Path: utzoo!utgpu!news-server.csri.toronto.edu!cs.utexas.edu!uunet!convex!convex.convex.com!thurlow
From: thurlow@convex.com (Robert Thurlow)
Newsgroups: comp.protocols.nfs
Subject: Re: NFS writes and fsync().
Message-ID: <thurlow.655748135@convex.convex.com>
Date: 12 Oct 90 16:15:35 GMT
References: <1990Oct9.152612@objy.objy.com>
Sender: usenet@convex.com
Lines: 52

In <1990Oct9.152612@objy.objy.com> peter@objy.objy.com (Peter Moore) writes:
>WHY ON EARTH DOES NFS REQUIRE THE FSYNC ON WRITES?  Without that
>requirement, we could the effect of this cache board by just not
>calling fsync().

No, you couldn't.  The cache board for PCs that I know about is a nice
unit that essentially promises you the data won't go away and keeps it
in battery-backed memory to ensure it.  That's important, since once the
write request is acknowledged, the client will not try the write again,
and may discard its copy of the data.  You can easily lose data when the
server goes down without the server syncing it.  Usually, too, what
waits for the acknowledgement is a block I/O daemon (biod) that will
handle your async writes for you; your process has to wait for all I/O
only when it does an fsync() or a close(), though aggregate throughput
is reduced.

I think most people would agree that the default behaviour should be to
make writes reliable, since that provides the semantics of a local
filesystem.  You are more free to buy extra throughput by upgrading the
server disk or CPU that you are to buy more reliability.  That said,
I'll add that we do provide an export option to allow you to tell the
server to acknowledge the write request immediately upon receipt, and
spool the request to its local I/O subsystem.  It can help performance
a good bit if you don't mind the risks.  It's great for filesystems all
clients mount with -soft; their processes will be gone after a server
reboot, anyway.

>Now whenever I see something ugly in NFS, it usually comes from the
>stateless requirement.  But the only state dependent reason I can see is:
>    Process P on machine A writes to machine B
>    machine B crashes before the write is synced to disk

Stop right there.  Your 'disk' has just lost data, period.  Do you
expect your local disk to ever do that?  The effects could be very
devastating, depending on what exactly cared about the data.  Think
of the havoc you could wreak on a database server.

>But in real life, I have seen situations vaguely like this, and the
>writing process gets a `stale NFS handle' error.  So it seems that at
>least the NFS implementations I have run into have that much state.
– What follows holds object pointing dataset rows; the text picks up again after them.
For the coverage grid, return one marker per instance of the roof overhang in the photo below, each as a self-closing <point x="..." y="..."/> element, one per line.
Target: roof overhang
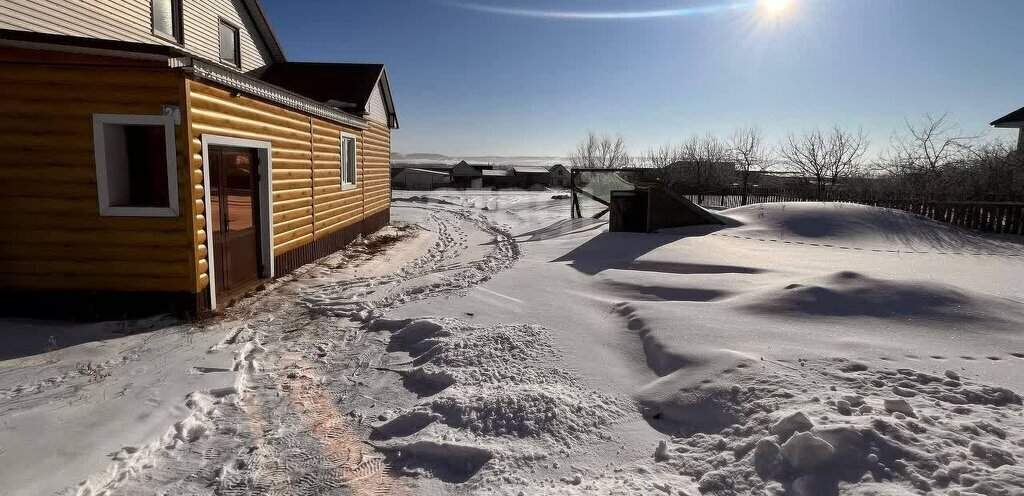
<point x="1013" y="120"/>
<point x="88" y="46"/>
<point x="392" y="114"/>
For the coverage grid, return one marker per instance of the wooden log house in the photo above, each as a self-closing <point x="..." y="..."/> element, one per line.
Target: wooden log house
<point x="165" y="155"/>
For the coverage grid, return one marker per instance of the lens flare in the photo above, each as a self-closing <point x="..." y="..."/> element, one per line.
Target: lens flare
<point x="776" y="7"/>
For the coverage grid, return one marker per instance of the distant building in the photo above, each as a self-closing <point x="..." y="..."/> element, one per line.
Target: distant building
<point x="529" y="175"/>
<point x="1012" y="121"/>
<point x="699" y="174"/>
<point x="559" y="175"/>
<point x="465" y="175"/>
<point x="475" y="176"/>
<point x="421" y="179"/>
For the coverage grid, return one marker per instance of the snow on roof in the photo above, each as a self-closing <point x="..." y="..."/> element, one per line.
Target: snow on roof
<point x="529" y="169"/>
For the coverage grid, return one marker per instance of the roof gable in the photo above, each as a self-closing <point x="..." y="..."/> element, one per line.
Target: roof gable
<point x="345" y="86"/>
<point x="1014" y="119"/>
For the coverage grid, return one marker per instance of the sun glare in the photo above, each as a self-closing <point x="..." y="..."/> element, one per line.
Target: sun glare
<point x="776" y="7"/>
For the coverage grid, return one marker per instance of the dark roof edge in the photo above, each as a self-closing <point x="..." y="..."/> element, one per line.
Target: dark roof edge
<point x="392" y="114"/>
<point x="1014" y="119"/>
<point x="114" y="47"/>
<point x="247" y="84"/>
<point x="256" y="11"/>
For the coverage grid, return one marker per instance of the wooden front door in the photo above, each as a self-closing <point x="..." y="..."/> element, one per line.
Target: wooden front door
<point x="235" y="218"/>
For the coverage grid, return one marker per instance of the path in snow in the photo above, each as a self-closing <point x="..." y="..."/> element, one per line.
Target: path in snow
<point x="803" y="349"/>
<point x="307" y="373"/>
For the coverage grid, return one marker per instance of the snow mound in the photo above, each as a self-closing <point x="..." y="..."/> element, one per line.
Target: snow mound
<point x="851" y="294"/>
<point x="853" y="225"/>
<point x="489" y="381"/>
<point x="910" y="431"/>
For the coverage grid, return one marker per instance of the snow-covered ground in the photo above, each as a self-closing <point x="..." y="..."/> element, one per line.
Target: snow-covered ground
<point x="802" y="348"/>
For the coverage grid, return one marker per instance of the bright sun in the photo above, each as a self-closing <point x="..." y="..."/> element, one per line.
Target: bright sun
<point x="776" y="6"/>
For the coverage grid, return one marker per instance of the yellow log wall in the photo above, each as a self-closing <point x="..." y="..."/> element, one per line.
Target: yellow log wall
<point x="308" y="201"/>
<point x="51" y="234"/>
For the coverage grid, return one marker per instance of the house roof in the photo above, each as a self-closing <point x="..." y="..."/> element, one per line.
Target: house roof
<point x="423" y="171"/>
<point x="95" y="45"/>
<point x="1014" y="119"/>
<point x="496" y="172"/>
<point x="463" y="169"/>
<point x="529" y="169"/>
<point x="173" y="57"/>
<point x="262" y="25"/>
<point x="423" y="166"/>
<point x="346" y="86"/>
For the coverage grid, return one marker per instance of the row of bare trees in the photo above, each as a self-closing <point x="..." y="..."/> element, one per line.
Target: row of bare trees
<point x="930" y="159"/>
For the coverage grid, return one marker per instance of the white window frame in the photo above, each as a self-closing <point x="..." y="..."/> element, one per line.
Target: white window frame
<point x="348" y="182"/>
<point x="178" y="37"/>
<point x="238" y="43"/>
<point x="99" y="146"/>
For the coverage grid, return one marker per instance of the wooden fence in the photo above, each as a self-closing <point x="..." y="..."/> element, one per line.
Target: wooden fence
<point x="999" y="217"/>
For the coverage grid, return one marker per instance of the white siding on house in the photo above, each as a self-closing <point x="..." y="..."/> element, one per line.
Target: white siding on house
<point x="131" y="21"/>
<point x="376" y="108"/>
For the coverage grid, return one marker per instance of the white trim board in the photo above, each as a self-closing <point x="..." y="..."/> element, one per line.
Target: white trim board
<point x="263" y="150"/>
<point x="99" y="121"/>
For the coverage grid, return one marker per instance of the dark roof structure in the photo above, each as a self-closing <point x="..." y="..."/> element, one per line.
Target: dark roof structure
<point x="345" y="86"/>
<point x="529" y="169"/>
<point x="1014" y="119"/>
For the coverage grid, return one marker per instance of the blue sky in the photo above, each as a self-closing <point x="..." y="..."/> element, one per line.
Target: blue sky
<point x="474" y="82"/>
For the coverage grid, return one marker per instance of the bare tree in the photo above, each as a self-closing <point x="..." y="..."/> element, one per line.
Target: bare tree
<point x="600" y="152"/>
<point x="925" y="157"/>
<point x="827" y="157"/>
<point x="700" y="159"/>
<point x="748" y="149"/>
<point x="660" y="157"/>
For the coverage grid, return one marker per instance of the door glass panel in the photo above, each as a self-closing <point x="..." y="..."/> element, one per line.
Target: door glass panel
<point x="239" y="190"/>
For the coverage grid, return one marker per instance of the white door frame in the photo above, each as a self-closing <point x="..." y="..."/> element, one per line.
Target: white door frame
<point x="265" y="203"/>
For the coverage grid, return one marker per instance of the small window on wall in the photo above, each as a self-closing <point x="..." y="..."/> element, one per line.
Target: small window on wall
<point x="167" y="19"/>
<point x="347" y="161"/>
<point x="135" y="165"/>
<point x="229" y="50"/>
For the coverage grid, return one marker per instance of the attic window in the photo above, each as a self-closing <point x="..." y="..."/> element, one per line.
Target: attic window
<point x="229" y="50"/>
<point x="167" y="19"/>
<point x="135" y="165"/>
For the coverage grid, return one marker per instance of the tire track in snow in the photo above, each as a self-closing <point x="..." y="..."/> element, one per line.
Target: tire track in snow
<point x="444" y="266"/>
<point x="279" y="430"/>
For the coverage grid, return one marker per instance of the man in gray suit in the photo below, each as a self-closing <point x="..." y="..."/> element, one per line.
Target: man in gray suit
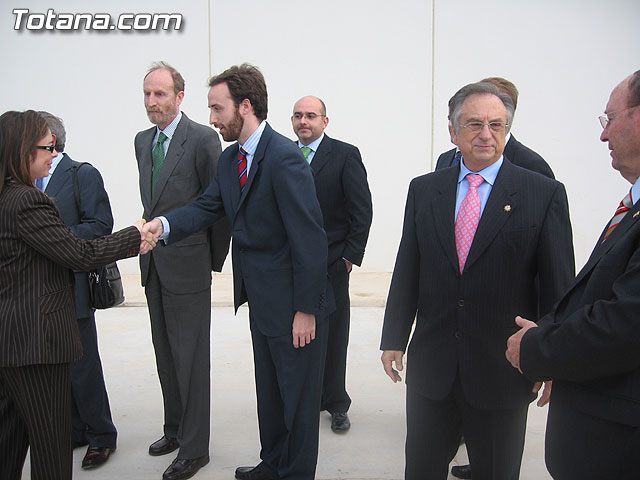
<point x="177" y="159"/>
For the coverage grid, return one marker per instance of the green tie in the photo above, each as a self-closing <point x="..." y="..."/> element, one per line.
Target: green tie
<point x="306" y="151"/>
<point x="158" y="159"/>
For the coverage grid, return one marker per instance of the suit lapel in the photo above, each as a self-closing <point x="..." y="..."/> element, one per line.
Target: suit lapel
<point x="321" y="157"/>
<point x="443" y="210"/>
<point x="146" y="162"/>
<point x="502" y="202"/>
<point x="60" y="176"/>
<point x="174" y="154"/>
<point x="255" y="163"/>
<point x="630" y="219"/>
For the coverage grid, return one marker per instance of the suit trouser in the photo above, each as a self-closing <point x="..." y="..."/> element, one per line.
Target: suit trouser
<point x="494" y="438"/>
<point x="578" y="445"/>
<point x="334" y="392"/>
<point x="91" y="414"/>
<point x="181" y="334"/>
<point x="288" y="389"/>
<point x="35" y="411"/>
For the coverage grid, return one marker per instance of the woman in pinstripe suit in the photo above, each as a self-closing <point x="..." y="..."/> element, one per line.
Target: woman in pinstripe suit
<point x="38" y="330"/>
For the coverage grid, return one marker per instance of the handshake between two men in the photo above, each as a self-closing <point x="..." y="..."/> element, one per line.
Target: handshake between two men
<point x="147" y="238"/>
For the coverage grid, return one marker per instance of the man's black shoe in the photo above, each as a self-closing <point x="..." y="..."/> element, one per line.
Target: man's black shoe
<point x="461" y="471"/>
<point x="253" y="473"/>
<point x="340" y="422"/>
<point x="183" y="468"/>
<point x="163" y="446"/>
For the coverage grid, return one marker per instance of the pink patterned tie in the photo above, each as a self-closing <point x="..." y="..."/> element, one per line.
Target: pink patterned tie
<point x="468" y="218"/>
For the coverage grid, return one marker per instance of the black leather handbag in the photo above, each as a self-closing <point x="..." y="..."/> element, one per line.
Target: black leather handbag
<point x="105" y="284"/>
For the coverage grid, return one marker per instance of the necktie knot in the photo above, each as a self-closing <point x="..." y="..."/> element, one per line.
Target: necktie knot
<point x="242" y="168"/>
<point x="621" y="211"/>
<point x="161" y="138"/>
<point x="157" y="155"/>
<point x="306" y="151"/>
<point x="468" y="219"/>
<point x="474" y="180"/>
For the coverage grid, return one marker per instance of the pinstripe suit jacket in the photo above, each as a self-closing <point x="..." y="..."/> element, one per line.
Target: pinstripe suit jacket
<point x="37" y="251"/>
<point x="463" y="320"/>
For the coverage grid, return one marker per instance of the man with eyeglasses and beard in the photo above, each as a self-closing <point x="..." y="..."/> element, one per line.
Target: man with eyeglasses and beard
<point x="475" y="239"/>
<point x="177" y="159"/>
<point x="265" y="188"/>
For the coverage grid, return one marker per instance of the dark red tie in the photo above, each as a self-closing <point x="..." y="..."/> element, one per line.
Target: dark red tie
<point x="621" y="211"/>
<point x="242" y="168"/>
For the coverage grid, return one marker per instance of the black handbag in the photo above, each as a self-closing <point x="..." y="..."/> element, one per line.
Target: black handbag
<point x="105" y="284"/>
<point x="105" y="287"/>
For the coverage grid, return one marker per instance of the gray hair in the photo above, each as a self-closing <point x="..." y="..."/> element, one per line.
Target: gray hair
<point x="178" y="80"/>
<point x="480" y="88"/>
<point x="56" y="125"/>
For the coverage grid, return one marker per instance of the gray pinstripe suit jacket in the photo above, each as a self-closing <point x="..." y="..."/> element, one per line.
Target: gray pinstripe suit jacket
<point x="37" y="252"/>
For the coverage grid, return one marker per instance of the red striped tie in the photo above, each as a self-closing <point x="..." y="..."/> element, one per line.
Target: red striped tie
<point x="242" y="168"/>
<point x="623" y="208"/>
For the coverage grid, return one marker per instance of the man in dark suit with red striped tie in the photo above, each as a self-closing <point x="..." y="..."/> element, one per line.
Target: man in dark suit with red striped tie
<point x="590" y="344"/>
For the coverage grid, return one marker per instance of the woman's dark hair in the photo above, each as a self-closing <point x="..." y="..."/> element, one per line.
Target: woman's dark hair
<point x="19" y="134"/>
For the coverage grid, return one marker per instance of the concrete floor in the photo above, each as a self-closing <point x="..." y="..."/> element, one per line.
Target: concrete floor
<point x="372" y="449"/>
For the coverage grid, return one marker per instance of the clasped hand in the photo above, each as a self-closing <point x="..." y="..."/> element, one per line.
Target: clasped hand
<point x="147" y="239"/>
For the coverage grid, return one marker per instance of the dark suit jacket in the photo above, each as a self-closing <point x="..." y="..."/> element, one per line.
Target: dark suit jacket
<point x="94" y="219"/>
<point x="37" y="312"/>
<point x="516" y="152"/>
<point x="279" y="246"/>
<point x="590" y="344"/>
<point x="345" y="200"/>
<point x="189" y="166"/>
<point x="463" y="321"/>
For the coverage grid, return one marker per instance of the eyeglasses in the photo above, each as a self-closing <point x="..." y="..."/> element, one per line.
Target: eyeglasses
<point x="49" y="148"/>
<point x="309" y="116"/>
<point x="495" y="127"/>
<point x="607" y="118"/>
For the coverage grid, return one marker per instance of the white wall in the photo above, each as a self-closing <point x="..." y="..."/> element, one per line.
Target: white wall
<point x="372" y="62"/>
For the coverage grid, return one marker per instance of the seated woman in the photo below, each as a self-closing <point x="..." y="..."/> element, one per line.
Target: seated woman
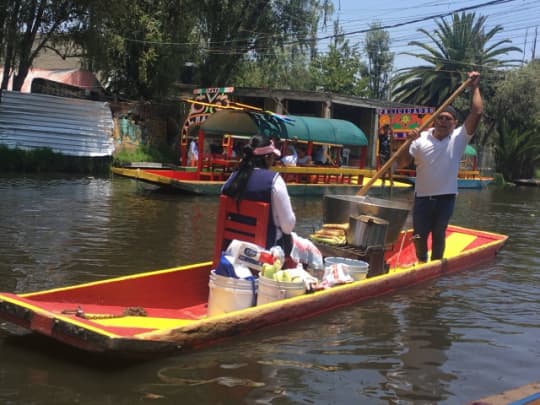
<point x="256" y="182"/>
<point x="291" y="157"/>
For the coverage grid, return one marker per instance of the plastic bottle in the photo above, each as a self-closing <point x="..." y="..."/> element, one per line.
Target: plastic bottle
<point x="249" y="254"/>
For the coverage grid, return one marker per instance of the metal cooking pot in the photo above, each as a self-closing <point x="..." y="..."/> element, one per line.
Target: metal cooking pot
<point x="338" y="209"/>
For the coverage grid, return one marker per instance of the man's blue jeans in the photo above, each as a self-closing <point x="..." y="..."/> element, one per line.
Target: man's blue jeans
<point x="431" y="215"/>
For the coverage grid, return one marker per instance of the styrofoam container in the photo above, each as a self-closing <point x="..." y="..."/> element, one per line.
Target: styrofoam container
<point x="229" y="294"/>
<point x="272" y="290"/>
<point x="357" y="269"/>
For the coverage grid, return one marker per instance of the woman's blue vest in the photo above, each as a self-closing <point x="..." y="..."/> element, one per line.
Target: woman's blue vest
<point x="259" y="188"/>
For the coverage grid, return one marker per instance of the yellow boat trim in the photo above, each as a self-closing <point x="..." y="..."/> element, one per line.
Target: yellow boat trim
<point x="144" y="322"/>
<point x="456" y="243"/>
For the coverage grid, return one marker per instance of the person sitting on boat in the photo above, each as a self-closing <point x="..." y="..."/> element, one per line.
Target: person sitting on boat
<point x="291" y="157"/>
<point x="385" y="146"/>
<point x="322" y="156"/>
<point x="437" y="153"/>
<point x="193" y="153"/>
<point x="256" y="182"/>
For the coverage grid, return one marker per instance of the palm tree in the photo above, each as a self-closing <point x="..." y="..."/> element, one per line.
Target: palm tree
<point x="457" y="46"/>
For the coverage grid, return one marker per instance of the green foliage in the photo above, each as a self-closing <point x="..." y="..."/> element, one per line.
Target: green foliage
<point x="287" y="69"/>
<point x="515" y="111"/>
<point x="380" y="60"/>
<point x="140" y="46"/>
<point x="255" y="31"/>
<point x="456" y="47"/>
<point x="341" y="69"/>
<point x="517" y="152"/>
<point x="45" y="160"/>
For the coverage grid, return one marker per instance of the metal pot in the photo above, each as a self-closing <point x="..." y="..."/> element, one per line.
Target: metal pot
<point x="366" y="232"/>
<point x="338" y="209"/>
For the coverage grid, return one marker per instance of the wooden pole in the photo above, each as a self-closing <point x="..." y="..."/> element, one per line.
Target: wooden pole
<point x="388" y="164"/>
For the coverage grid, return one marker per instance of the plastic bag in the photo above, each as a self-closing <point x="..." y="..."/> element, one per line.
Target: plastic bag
<point x="336" y="274"/>
<point x="304" y="251"/>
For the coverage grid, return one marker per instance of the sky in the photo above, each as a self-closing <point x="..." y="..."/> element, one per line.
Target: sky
<point x="519" y="19"/>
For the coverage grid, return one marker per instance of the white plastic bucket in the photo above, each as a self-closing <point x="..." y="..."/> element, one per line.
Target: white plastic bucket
<point x="271" y="290"/>
<point x="228" y="294"/>
<point x="357" y="269"/>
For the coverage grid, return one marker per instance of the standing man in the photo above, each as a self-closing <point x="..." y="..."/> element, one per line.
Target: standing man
<point x="437" y="153"/>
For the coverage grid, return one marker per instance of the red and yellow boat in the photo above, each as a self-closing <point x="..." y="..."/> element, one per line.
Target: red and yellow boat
<point x="167" y="310"/>
<point x="223" y="134"/>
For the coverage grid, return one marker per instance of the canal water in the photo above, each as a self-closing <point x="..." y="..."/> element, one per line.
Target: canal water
<point x="448" y="341"/>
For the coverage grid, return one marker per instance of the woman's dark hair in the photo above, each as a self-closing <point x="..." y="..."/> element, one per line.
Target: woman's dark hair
<point x="237" y="186"/>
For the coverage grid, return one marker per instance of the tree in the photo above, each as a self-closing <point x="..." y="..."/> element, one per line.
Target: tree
<point x="139" y="47"/>
<point x="340" y="70"/>
<point x="288" y="69"/>
<point x="454" y="48"/>
<point x="253" y="30"/>
<point x="516" y="111"/>
<point x="29" y="25"/>
<point x="380" y="60"/>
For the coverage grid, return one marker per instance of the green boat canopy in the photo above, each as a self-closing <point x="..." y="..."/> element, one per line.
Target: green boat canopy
<point x="293" y="127"/>
<point x="470" y="151"/>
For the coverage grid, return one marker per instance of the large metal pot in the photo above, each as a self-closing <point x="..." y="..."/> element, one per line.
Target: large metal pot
<point x="338" y="209"/>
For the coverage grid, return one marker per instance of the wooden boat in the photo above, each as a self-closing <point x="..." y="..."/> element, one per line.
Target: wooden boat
<point x="467" y="179"/>
<point x="301" y="180"/>
<point x="225" y="131"/>
<point x="166" y="311"/>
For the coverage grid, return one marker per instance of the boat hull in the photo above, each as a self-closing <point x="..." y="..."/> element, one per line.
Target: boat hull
<point x="93" y="316"/>
<point x="321" y="181"/>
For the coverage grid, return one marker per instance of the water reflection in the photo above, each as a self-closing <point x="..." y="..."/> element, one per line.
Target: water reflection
<point x="451" y="340"/>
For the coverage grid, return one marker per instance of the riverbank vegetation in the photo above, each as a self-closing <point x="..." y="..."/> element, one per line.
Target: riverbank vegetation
<point x="141" y="49"/>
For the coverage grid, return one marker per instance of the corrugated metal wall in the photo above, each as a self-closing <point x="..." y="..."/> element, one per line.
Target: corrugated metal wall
<point x="69" y="126"/>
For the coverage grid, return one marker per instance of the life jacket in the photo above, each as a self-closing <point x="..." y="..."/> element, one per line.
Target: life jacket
<point x="259" y="188"/>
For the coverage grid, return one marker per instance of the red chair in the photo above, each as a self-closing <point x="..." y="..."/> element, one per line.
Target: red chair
<point x="247" y="221"/>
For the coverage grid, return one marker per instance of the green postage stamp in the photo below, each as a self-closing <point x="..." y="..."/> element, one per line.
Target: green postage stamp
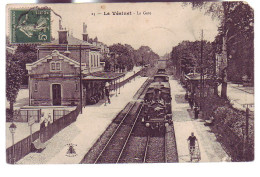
<point x="30" y="25"/>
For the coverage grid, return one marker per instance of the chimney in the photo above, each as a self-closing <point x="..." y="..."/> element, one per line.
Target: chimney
<point x="63" y="36"/>
<point x="67" y="52"/>
<point x="85" y="34"/>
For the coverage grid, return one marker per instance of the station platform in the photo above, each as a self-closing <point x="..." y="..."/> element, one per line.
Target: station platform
<point x="83" y="133"/>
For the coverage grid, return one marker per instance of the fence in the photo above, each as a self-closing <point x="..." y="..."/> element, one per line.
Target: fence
<point x="59" y="113"/>
<point x="24" y="115"/>
<point x="23" y="147"/>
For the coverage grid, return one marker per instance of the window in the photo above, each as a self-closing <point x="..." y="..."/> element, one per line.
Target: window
<point x="55" y="66"/>
<point x="36" y="87"/>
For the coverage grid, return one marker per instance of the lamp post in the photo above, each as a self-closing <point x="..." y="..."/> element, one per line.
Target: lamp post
<point x="12" y="129"/>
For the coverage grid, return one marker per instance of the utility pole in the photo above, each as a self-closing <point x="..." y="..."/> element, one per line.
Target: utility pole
<point x="201" y="76"/>
<point x="246" y="136"/>
<point x="80" y="79"/>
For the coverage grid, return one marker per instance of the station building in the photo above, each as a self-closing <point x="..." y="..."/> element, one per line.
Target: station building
<point x="54" y="79"/>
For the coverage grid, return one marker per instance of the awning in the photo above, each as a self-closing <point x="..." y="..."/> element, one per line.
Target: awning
<point x="105" y="76"/>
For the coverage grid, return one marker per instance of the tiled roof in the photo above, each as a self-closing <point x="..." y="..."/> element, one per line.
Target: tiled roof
<point x="103" y="76"/>
<point x="72" y="41"/>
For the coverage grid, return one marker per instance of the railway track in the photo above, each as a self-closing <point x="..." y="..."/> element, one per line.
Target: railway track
<point x="112" y="151"/>
<point x="127" y="140"/>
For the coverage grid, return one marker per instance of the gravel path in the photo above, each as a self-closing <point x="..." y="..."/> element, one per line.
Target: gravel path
<point x="184" y="124"/>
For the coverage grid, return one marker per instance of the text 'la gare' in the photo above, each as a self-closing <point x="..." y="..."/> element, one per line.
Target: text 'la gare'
<point x="127" y="13"/>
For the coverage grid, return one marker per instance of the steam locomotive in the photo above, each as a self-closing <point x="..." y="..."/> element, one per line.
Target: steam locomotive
<point x="157" y="102"/>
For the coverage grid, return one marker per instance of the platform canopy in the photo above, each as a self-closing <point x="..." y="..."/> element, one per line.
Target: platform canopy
<point x="105" y="76"/>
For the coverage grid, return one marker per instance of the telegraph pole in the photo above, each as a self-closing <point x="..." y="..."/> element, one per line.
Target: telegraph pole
<point x="201" y="75"/>
<point x="80" y="79"/>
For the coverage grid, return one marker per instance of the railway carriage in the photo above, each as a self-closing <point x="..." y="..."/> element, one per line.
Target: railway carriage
<point x="157" y="102"/>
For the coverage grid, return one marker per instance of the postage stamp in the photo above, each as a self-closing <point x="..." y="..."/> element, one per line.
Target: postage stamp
<point x="30" y="25"/>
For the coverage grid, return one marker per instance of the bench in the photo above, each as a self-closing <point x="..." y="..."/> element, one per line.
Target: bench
<point x="37" y="146"/>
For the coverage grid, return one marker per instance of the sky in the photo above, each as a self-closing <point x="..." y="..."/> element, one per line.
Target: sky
<point x="164" y="26"/>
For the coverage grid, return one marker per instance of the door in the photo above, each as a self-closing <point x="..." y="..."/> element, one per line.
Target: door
<point x="56" y="94"/>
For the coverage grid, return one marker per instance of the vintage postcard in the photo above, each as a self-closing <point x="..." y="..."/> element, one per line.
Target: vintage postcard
<point x="129" y="83"/>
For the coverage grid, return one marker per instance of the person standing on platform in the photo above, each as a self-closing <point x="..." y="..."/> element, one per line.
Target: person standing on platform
<point x="106" y="90"/>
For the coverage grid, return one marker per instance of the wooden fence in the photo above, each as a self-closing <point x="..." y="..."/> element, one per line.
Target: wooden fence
<point x="23" y="147"/>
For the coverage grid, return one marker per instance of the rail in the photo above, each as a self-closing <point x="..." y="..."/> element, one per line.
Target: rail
<point x="108" y="142"/>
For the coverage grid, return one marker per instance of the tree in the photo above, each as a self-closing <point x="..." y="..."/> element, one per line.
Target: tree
<point x="236" y="26"/>
<point x="14" y="75"/>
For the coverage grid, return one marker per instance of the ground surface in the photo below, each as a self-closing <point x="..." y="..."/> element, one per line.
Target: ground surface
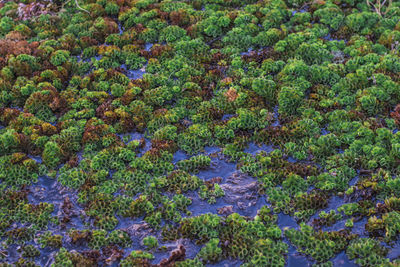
<point x="199" y="133"/>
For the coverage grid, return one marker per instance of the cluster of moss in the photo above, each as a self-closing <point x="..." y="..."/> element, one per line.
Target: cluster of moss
<point x="318" y="81"/>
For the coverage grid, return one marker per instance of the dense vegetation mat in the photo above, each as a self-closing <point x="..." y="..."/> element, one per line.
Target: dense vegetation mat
<point x="199" y="133"/>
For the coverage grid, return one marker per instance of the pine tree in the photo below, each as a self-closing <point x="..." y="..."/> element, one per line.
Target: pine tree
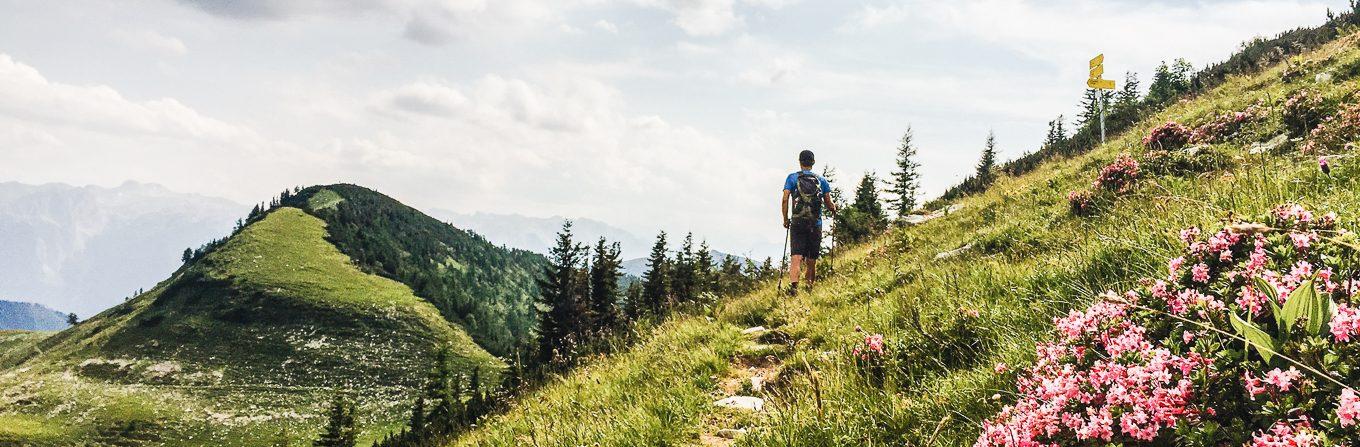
<point x="605" y="272"/>
<point x="867" y="197"/>
<point x="656" y="288"/>
<point x="905" y="182"/>
<point x="703" y="271"/>
<point x="634" y="306"/>
<point x="682" y="275"/>
<point x="988" y="165"/>
<point x="1128" y="97"/>
<point x="728" y="276"/>
<point x="562" y="307"/>
<point x="340" y="431"/>
<point x="1168" y="82"/>
<point x="418" y="417"/>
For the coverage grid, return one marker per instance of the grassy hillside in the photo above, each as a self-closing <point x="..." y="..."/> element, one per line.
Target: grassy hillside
<point x="1017" y="257"/>
<point x="484" y="288"/>
<point x="240" y="348"/>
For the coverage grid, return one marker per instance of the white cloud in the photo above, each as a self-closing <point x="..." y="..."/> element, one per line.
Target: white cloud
<point x="607" y="26"/>
<point x="27" y="95"/>
<point x="430" y="22"/>
<point x="153" y="41"/>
ESTALE only happens when the server can't find anything matching the
file handle on its disks, and usually happens when some other process
did a creat() or an unlink(), or the server filesystems got mounted in
a different order.  I don't see the connection here.

Hope that helped,
Rob T
--
Rob Thurlow, thurlow@convex.com or thurlow%convex.com@uxc.cso.uiuc.edu
----------------------------------------------------------------------
"I was so much older then, I'm younger than that now."